Data science is a science and an art
Contents
1.4. Data science is a science and an art#
You are going to hear this phrase a lot this semester! While it’s tempting to think of data science as a rigid practice where there’s definitely one clear right answer amidst lots of wrong ones, alas, that’s not the case. Data science certainly involves a commitment to precision and scientific rigor, but in practice it also requires a lot of creativity, substantive expertise, judgement calls, and even old fashioned gut instincts.
Data science as a science#
It should not come as a surprise that data science is a science. That said, when people think of data science, they often focus on the “data” side of it over the “science” part. As we’ll see in the next chapter on thinking like a scientist, the science part of data science is crucial for making helpful, useful, and (hopefully) accurate inferences about the world.
For example, some especially scientific aspects of data science include that we need to:
Evaluate the merits of a testable hypothesis (based on a scientific theory) using empirical evidence that has been subjected to rigorous testing
Be precise about how we drew conclusions from our observations and how confident we are in those results, usually using statistics to express that confidence and precision
Build and evaluate huge datasets, including measuring variables of interest, collecting them with (often) computationally-heavy techniques (such as downloading lots of articles from news outlets or processing climate data from a government data hub), storing them efficiently, and preparing them for analysis.
Data science as an art#
As rigorous as we aim to be when we do data science, the real world – from which we collect all data – is messy, which means there’s no perfect dataset, there’s rarely one obvious “correct” type of analysis, and there are often many ways to translate results back into the complexities of reality. This means we need to think like artists when we do data science. For example, we need to:
Translate real-world phenomena, problems, and questions into data science problems (note: this is not straightforward and is often one of the hardest and most often overlooked parts of doing data science “in the wild”)
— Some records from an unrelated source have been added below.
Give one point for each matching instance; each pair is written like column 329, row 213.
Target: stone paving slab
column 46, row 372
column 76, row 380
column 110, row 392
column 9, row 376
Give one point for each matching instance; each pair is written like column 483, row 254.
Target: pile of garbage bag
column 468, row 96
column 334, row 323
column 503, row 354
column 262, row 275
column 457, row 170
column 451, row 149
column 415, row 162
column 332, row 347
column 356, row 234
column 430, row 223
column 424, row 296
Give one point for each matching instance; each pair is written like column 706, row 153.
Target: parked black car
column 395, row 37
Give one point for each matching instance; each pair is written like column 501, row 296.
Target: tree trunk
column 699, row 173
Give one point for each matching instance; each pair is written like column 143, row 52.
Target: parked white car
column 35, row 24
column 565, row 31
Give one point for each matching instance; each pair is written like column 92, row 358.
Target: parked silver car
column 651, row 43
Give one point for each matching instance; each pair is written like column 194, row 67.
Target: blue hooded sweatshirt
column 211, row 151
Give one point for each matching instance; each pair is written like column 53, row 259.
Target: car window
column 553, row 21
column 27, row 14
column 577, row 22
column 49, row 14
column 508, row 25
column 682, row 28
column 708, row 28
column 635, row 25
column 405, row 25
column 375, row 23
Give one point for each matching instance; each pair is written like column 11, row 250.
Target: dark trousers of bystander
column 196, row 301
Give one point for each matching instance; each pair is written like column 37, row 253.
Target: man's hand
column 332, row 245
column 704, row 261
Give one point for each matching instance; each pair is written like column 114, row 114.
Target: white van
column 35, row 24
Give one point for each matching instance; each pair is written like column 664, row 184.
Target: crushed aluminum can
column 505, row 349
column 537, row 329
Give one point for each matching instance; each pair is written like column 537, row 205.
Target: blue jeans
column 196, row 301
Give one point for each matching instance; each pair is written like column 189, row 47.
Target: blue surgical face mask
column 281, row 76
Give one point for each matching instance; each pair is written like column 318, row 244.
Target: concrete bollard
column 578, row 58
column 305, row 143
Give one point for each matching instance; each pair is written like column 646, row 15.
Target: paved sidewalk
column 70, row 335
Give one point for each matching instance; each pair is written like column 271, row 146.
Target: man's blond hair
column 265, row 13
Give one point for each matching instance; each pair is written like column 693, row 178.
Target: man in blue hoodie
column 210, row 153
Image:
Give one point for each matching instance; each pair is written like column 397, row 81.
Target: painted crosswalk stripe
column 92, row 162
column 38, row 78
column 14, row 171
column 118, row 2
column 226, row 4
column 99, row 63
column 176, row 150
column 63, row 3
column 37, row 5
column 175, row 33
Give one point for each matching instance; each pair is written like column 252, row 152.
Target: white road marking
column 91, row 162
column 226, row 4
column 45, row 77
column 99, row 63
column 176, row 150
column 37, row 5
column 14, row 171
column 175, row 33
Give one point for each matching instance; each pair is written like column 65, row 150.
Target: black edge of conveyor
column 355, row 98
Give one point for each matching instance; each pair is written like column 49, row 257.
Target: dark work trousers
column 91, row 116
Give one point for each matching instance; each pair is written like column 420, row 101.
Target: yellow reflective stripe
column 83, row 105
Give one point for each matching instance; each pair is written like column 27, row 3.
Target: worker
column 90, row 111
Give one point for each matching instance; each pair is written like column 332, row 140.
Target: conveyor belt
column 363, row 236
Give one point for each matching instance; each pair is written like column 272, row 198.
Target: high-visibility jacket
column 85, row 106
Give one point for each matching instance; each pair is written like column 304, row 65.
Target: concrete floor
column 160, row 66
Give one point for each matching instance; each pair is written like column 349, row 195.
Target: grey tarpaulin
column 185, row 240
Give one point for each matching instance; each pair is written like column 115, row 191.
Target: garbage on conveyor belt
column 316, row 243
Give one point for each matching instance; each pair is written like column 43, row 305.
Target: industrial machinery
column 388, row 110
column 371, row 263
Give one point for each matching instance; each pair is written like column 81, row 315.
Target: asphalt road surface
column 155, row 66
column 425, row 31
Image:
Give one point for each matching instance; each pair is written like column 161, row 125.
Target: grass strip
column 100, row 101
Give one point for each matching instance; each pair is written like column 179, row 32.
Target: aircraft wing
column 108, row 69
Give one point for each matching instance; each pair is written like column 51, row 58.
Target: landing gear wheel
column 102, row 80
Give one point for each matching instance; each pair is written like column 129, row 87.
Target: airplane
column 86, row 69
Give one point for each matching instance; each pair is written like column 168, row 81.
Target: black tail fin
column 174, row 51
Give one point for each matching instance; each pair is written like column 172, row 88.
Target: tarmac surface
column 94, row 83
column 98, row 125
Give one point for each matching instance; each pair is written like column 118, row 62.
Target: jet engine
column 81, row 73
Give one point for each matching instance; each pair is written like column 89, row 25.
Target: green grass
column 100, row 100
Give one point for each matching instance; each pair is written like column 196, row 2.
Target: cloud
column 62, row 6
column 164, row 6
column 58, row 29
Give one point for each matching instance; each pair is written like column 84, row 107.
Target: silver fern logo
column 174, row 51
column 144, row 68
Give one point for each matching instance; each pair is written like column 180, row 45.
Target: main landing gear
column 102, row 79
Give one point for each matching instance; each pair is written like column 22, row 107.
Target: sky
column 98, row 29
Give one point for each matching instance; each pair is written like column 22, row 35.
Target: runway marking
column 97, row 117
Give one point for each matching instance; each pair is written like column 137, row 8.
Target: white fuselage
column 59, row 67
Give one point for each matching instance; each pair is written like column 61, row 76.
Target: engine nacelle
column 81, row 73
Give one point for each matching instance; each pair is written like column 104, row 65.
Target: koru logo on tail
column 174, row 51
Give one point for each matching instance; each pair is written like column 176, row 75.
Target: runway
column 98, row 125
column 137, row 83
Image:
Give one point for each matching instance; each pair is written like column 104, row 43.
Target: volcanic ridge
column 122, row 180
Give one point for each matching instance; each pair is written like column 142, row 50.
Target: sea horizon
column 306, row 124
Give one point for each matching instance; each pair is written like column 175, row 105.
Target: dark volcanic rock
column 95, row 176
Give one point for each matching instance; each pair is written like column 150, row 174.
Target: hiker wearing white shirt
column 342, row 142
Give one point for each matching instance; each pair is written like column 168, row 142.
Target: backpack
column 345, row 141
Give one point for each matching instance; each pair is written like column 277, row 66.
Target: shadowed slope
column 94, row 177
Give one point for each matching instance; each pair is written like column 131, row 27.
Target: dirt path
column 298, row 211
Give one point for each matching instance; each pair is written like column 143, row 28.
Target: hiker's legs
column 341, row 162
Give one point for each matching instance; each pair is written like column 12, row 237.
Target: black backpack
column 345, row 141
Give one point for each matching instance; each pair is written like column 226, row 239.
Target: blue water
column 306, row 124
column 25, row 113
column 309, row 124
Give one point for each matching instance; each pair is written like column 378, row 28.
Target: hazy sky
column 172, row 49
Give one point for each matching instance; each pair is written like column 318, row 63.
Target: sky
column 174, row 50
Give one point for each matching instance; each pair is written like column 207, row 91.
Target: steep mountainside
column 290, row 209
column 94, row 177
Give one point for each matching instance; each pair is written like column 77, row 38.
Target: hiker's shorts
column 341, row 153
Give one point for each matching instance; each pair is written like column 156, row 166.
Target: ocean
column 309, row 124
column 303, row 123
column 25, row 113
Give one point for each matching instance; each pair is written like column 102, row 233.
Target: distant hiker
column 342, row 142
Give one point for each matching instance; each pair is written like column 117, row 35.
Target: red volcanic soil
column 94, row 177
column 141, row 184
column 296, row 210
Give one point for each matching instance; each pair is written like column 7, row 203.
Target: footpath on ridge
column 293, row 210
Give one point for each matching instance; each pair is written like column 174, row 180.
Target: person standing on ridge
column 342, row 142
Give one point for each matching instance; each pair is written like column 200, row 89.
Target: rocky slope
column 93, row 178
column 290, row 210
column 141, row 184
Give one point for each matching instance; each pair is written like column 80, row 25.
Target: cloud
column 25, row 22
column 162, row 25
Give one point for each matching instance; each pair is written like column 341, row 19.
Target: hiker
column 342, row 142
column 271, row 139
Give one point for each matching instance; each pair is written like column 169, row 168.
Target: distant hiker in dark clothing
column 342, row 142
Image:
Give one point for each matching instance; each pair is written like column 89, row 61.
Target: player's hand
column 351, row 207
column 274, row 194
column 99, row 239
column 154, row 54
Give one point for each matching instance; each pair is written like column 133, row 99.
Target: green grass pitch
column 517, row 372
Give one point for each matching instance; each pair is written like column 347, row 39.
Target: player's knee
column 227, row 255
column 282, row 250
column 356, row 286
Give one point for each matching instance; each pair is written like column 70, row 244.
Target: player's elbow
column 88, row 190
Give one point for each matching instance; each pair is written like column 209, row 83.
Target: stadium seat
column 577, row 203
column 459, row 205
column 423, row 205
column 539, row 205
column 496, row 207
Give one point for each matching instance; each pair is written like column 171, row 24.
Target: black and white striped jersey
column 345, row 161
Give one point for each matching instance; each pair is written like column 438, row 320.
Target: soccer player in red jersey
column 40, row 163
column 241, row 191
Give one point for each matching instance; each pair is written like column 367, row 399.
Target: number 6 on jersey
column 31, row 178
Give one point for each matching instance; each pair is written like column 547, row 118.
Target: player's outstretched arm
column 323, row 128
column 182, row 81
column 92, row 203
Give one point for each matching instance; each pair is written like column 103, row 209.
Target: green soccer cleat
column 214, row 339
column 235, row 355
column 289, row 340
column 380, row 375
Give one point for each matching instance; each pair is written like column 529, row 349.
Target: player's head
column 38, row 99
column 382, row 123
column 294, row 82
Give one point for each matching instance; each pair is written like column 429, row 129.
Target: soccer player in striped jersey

Develop intuition using principles for “good” vs. “bad” data or models
Think creatively and simply when deciding what to measure, how to measure it, and how to use it in our analyses}
Misconceptions about data and science#
Listen in on a conversation about data and/or data science and you’re likely to hear things like, “What does the data say?” and, “The data speaks for itself.” We will be (much) more specific about this in coming chapters, but we want to highlight here that one goal of this book – if literally nothing else – is to rid the world of these two phrases, as well as the broader misconception that data is equivalent to “Truth.” Rather, data is information that humans have decided is worth collecting, have collected in a particular way using human-designed tools, and have decided to analyze according to our ideas about what might be most interesting or valuable. In short, data doesn’t say anything; humans say things about data.
Another misconception is that science is “correct” – in that, if it’s in a study it must be “right”, and that it’s sufficient to defend an argument by saying it’s “science”. As we will see in the next few chapters in particular, science is iterative, always tentative, and necessarily incomplete. In fact, it’s our humility about our results and the limitations of our research – and our willingness to say we are wrong; nay, seek out why we are wrong – that makes science so powerful.
None of this, however, is license to ignore data or research simply because you disagree with the conclusions. Rather, we acknowledge the limitations of data and the tentativeness of science in order to strengthen both. Science is a process to which a community of practitioners adheres, and one in which we are transparent about the steps we have taken in our analysis and are the first to acknowledge its shortcomings. If you think a study is problematic, it’s not enough to say it’s “wrong” or “biased” on its own. You must be able to clarify what the study is missing or doing poorly and how these missteps are influencing the results. From there, we can to do more and better studies going forward.
Let us be clear: data, science, and data science are incredibly powerful and can absolutely help us better understand the underlying reality out there. But the absolute best and most reliable way to do this is to approach our work with humility about our limitations. That said, we also recommend a dash of fearlessness and willingness to roll up your sleeves and give it a try, which you’ll have plenty of opportunities to do as we go.
If, as you near the end of this book and are exploring a dataset of your choosing on your own, and you feel like you are not sure what the “right” next move is, or which analyses to carry out, or what conclusions to draw – but you have ideas about what might work, are curious and brave enough to try it, and humble enough to seek feedback and update accordingly – then you’re absolutely on the right track.
Conclusion#
Data science is a popular field – and rightly so, as it’s powerful, exciting, and potentially (and in many cases already) transformative. But there are a lot of misconceptions about what data science is, who can be a data scientist, and what data science can do. Throughout this book, we will elaborate on the themes introduced in this chapter: data science is an interdisciplinary field that requires a lot more than just programming; it’s a science and an art; and everyone can (and should!) participate in data science.